Component prediction, namely testing the stationarity of each IMF component and separately predicting the stationary IMFs and the non-stationary IMFs; and predicting the unstable IMF component by adopting an Elman neural network, storing a network weight according to a gradient descent method, and outputting to obtain the optimal public opinion flow predicted value by judging whether the error E of the public opinion flow predicted value and the true value meets a set threshold value or whether the iteration frequency reaches an upper limit value. And meanwhile, determining the order according to an AIC criterion, performing parameter estimation by using a least square method, and finally predicting a stable IMF component sequence by using the established ARMA model. Modality reconstruction; and summing the prediction results of each part of IMF subsequences, and processing by adopting an inverse normalization formula to obtain the final prediction value of the whole public opinion flow.
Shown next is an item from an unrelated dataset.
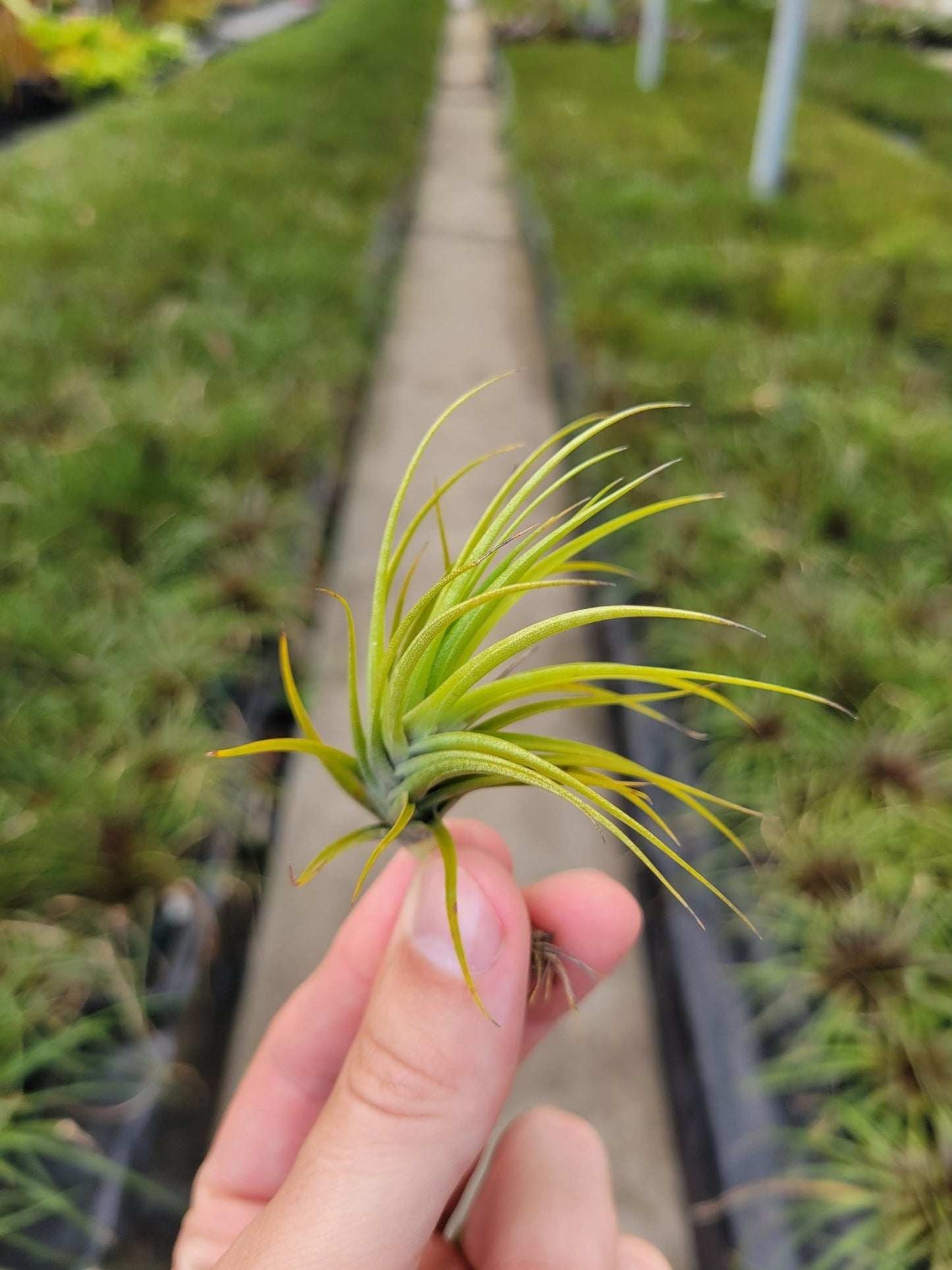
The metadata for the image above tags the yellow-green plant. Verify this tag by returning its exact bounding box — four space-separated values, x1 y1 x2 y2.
213 385 831 1002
Crawling existing enterprise capital problem news data by utilizing a keyword combination, and labeling capital problem positive sample data; meanwhile, a good enterprise without fund problems, such as Tencent and Ali Bara, is used as a keyword to crawl relevant news as a non-labeled sample, and the news possibly comprises part of news with fund problems, so that the news cannot be called as a negative sample, and an unknown sample is also called as a non-labeled sample; thus, a small number of positive samples (network crawling and partial manual labeling confirmation) and a large number of unlabeled samples exist; and (2) iteratively finding out samples which are as far as possible from the cosine of the Positive samples from a large quantity of unmarked sample sets in the step (1) by utilizing Positive sample label-free learning (PU-learning), regarding the samples as more reliable negative samples, and constructing a training set together with the Positive samples.
Preferably, the data cleaning of the feature set to remove the noise sample extracted from the isolated forest, and the dividing of the de-noised feature set into the training set and the test set by the non-replaced random sampling method includes:
training and testing a Bagging learning algorithm model based on Spark by using a training set and a testing set, and obtaining a testing result;
the Bagging learning algorithm based on Spark starts a Spark computing cluster and submits the Bagging integrated learning algorithm needing to be executed in parallel to a Spark driver;
submitting the Bagging integrated learning algorithm to be executed in parallel to a Spark driver for operation, and triggering an Action function in the parallel program;
the Spark Context module calculates and generates a corresponding RDD for the Bagging Application data set, and generates a corresponding job at the same time;
after the jobs are submitted to the system main node, the DAG scheduler generates a DAG graph and a corresponding task set for each job through calculation and submits the DAG graph and the corresponding task set to the task scheduler;
the task scheduler allocates the actual physical scheduling and execution of each task in the task set, calculates the resources required by the task of the computing resources to be allocated through the rear end of the scheduler, completes the task allocation of the task execution unit according to the calculation result of the rear end of the scheduler, and starts the corresponding task execution unit.
Wherein, a non-negative calculation function is used for each attribute Ai by adopting a hierarchical random forest algorithm
Figure BDA0002858478980000081
Calculating the information value of Ai
Figure BDA0002858478980000082
Then normalizing the obtained value to obtain theta i; a decision tree classifier hi (Xi) is constructed from each training data subset Xi. In each node, randomly extracting attributes from As and Aw respectively according to proportion to form a valueAn attribute subspace of size p (& gt 1). A Boolean test function tau is obtained based on the attribute values of the subspaces to divide the training data into left child nodes and right child nodes. The process is iterated until the following stop conditions are met: all data belong to the same category, or each attribute has the same value, or the number of training data is less than a minimum value; integrating K non-pruned decision tree classifiers h1(X1), h2(X2),. h, hK (XK) into a random forest, and using a plurality of decision tree integration voting strategies as a classification decision method of the random forest.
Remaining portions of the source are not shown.